There’s not a seat at the coffee shop/tourist center outside the Cathedral. I’m quickly offered a spare chair at a table. Just as nicely as a solitary old man, with a properly beat-up but gentle face, is offered a stool in a crowded Irish bar. My table mate is a fat blonde with a silver police shield, as goyish as pork-sausage, on her necklace. Sure as shit, she’s Irish and married to a cop. Her daughter is playing solitaire with holy cards and other Big Event paraphernalia. She was talking to herself, in preparation for adult life, while testing one organizing principle after another.

“We got tickets, as a police family, to see the Papal Mass at the Cathedral tomorrow. But my husband won’t let our daughter go. He doesn’t trust the crowd. He’s got the some inside info on all the choke-points with their security regulations between our house and the church. What he doesn’t know and what he does know worries him. I tell him that now is the time to take a risk. Seeing the Pope say Mass, right here in the Cathedral, is an event our daughter would never forget.”

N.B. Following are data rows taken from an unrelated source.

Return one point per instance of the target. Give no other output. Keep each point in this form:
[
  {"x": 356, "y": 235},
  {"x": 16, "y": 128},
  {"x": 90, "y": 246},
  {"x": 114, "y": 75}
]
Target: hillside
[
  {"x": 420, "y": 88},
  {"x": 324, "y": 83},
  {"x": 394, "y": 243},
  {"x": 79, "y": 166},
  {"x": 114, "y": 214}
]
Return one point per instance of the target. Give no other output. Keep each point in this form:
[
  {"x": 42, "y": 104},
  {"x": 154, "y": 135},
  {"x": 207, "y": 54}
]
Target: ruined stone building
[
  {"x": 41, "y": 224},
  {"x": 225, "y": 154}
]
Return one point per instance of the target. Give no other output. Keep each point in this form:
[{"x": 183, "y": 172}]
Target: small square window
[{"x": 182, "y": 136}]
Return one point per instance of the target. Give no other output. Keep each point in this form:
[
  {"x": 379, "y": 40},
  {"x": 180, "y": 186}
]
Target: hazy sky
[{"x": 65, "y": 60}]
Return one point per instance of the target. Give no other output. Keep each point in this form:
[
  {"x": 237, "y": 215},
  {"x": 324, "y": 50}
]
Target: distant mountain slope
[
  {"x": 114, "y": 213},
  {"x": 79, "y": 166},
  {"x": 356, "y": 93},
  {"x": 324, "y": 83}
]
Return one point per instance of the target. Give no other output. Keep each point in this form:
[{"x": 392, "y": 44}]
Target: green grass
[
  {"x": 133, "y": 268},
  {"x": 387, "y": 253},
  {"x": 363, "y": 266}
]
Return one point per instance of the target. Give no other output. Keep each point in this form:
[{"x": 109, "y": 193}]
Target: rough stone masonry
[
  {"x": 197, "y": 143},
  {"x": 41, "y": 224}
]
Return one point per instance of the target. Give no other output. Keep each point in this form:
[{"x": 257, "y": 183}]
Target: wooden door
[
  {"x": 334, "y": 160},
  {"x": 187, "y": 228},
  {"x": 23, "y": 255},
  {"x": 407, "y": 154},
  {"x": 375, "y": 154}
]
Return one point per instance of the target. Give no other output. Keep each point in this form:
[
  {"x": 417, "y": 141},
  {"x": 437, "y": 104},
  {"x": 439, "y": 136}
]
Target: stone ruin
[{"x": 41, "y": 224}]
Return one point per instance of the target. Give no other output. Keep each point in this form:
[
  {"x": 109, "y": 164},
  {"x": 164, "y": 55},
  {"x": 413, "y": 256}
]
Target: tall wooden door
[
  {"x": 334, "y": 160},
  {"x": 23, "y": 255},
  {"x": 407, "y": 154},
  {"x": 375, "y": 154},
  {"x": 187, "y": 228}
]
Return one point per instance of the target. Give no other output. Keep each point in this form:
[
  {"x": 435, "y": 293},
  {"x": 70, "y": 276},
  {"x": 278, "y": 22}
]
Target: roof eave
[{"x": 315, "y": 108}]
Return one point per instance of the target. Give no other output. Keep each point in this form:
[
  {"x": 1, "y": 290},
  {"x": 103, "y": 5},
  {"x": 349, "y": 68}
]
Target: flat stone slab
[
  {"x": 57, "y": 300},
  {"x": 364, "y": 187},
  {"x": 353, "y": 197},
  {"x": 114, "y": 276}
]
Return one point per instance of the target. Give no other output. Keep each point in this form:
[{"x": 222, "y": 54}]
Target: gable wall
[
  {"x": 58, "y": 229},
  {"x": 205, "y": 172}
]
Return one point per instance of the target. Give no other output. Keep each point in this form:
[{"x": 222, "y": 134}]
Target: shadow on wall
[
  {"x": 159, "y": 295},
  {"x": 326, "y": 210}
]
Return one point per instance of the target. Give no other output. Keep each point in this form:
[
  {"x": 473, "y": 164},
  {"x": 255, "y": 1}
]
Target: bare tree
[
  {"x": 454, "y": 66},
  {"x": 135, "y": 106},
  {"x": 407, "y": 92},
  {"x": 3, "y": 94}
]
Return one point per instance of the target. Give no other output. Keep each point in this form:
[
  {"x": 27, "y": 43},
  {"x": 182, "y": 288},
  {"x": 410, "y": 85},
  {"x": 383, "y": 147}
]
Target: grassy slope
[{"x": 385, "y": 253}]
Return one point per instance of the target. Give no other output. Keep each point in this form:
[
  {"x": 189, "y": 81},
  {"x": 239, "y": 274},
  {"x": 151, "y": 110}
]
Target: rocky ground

“The Feds are keeping everyone guessing.”

I sniff free tickets. I don’t have to be manipulative. If they’re not taken by a relative or neighbor, I’ll get them as a weathered Catholic. My new friend proceeded to tell me that her husband will be working 16 hour days during the Pope’s visit and sleeping at the precinct. A drill similar to the nurses at Presbyterian Hospital, which will be the Pope’s fort in a medical emergency. “The nurse’s will be sleeping on air-mattresses, probably in conference rooms. It’s already kind of military operation,” she says, “with shower trucks parked outside. Judging by the stores of food, there are field kitchens packed into the mystery trucks.” From my experience, White nurses with their default bosomy sugars and their default Christian empathy run the local 5-Star hospitals. You won’t read about it US News and World Report ratings. They’re a blood-caste. They’re the products of Catholic schools though the line might be withering.

Like a gentleman, I stood as my blonde “cousin” prepared to leave. “I like this Pope,” I said. “He’s an authentic people person. I just don’t pay any attention to his bullshit on immigration. It’s not the White Man’s Burden to save the world.”

“Of course,” she said while her daughter watched. Still quiet, she was a wide-eyed student of adults. Holding mom’s hand with a willowy sway back and forth. Not a tug to leave. Just a tug of happy attachment. Mom laughed and looked at the pilgrims all around. Racism was their great moral crucible. She was over it. “Send the sorry souls from Syria somewhere else. We got more than enough pain in Philly.”